Natwar Singh’s personal conduct also did not help: Privately, he accused party seniors of ganging up against him – party sources say the special objects of his ire included union defence minister Pranab Mukherji, union petroleum minister Mani Shankar Aiyar, party general secretary Ambika Soni (whose effigies were burnt in Bharatpur by Natwar loyalists) and party MP Jairam Ramesh. Publicly, he said repeatedly on television that he saw no reason why he should resign, claimed rather immodestly that he was doing "a good job" as foreign minister, and described Virender Dayal ( the former diplomat who was named to head a fact finding committee on the Volcker Report’s findings on Indian beneficiaries) as being seven years his junior in the IFS – thereby implying that the latter would do what he was told.

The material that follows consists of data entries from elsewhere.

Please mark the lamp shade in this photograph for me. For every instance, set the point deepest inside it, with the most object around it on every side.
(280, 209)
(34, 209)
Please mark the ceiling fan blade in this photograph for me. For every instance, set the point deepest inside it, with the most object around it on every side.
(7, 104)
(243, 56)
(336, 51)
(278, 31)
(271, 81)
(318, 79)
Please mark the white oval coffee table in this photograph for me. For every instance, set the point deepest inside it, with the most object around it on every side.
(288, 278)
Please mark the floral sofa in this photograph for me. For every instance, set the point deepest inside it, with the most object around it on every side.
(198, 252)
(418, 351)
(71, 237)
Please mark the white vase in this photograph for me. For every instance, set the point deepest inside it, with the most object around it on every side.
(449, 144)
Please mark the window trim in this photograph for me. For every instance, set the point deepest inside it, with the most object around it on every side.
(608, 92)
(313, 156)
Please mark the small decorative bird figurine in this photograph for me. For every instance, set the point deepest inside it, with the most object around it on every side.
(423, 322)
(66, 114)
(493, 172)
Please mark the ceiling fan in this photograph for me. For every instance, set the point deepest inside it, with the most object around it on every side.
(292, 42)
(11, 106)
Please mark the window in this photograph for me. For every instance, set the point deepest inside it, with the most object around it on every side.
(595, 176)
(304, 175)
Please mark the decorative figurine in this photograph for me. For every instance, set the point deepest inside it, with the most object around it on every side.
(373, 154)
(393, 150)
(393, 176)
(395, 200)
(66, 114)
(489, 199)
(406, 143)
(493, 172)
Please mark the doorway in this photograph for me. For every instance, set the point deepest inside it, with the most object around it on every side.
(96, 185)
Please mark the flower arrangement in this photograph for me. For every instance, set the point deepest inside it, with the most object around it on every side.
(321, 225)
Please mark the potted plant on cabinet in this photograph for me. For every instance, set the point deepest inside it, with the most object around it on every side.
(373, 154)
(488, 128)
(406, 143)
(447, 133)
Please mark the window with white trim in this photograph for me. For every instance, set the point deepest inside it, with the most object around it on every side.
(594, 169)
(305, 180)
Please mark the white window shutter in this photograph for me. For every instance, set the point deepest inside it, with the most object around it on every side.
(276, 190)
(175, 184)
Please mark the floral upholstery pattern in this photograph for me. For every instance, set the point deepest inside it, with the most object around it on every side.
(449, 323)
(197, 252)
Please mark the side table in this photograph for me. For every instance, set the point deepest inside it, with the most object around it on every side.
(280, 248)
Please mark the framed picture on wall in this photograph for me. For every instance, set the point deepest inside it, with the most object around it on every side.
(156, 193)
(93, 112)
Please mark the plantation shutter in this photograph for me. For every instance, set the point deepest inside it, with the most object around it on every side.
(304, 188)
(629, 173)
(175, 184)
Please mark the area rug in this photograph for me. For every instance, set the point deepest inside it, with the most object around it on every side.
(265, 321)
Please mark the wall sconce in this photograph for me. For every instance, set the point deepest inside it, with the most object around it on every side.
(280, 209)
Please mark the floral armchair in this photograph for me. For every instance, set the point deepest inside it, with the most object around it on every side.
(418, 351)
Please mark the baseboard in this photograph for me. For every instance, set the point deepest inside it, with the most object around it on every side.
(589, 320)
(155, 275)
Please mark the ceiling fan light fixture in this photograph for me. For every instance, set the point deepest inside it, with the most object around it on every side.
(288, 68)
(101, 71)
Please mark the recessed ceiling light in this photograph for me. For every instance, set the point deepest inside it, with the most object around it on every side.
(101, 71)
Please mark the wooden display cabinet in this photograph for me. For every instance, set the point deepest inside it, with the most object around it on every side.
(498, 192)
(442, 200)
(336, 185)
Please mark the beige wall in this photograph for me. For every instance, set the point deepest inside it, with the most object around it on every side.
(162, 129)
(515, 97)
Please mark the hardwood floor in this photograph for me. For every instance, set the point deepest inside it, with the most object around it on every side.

Next, his remarks on Iran on the sidelines of a seminar organised by the Confederation of Indian Industry, on November 6 – along with his lobbying Left leaders by portraying himself as anti-American – as an effort toarm-twist the government to retain him as external affairs minister. He told journalists that if the next resolution on the Iran nuclear issue at the International Atomic Energy Agency (IAEA) meeting next month was more severe than the previous one, "my advice to the Government would be to reverse its vote." Earlier, inaugurating the seminar, he said: "Let me assure you; nothing will prevent us as a great country from raising our voice as we did when we were in opposition to what was done in Iraq." These remarks were read as playing to the Left gallery and damned him further.
Finally, the fact that he is unpopular in the Congress has not helped – tales of his arrogance are legion. The only factor in his favour was his proximity to Sonia Gandhi – he is one of the very few who addresses the party president by her first name and is regarded not just as a loyalist but as a personal friend. But in the end, when the whisper campaign began that Sonia Gandhi was trying to shield Natwar Singh, he had to go. Party sources say that the party president was "very annoyed at the damage done to the Congress’s image".
Interestingly, while Natwar Singh stood isolated in his own party (the few who publicly supported him consisted of former Chattisgarh CM Ajit Jogi who has also had "son trouble", union minister Sis Ram Ola and Chaudhury Birender Singh), most of the UPA allies, principally the Left, came out to support him primarily on ideological grounds. The view among the allies is that Natwar Singh has been made a scapegoat by the Volcker Report because of his anti-American stance.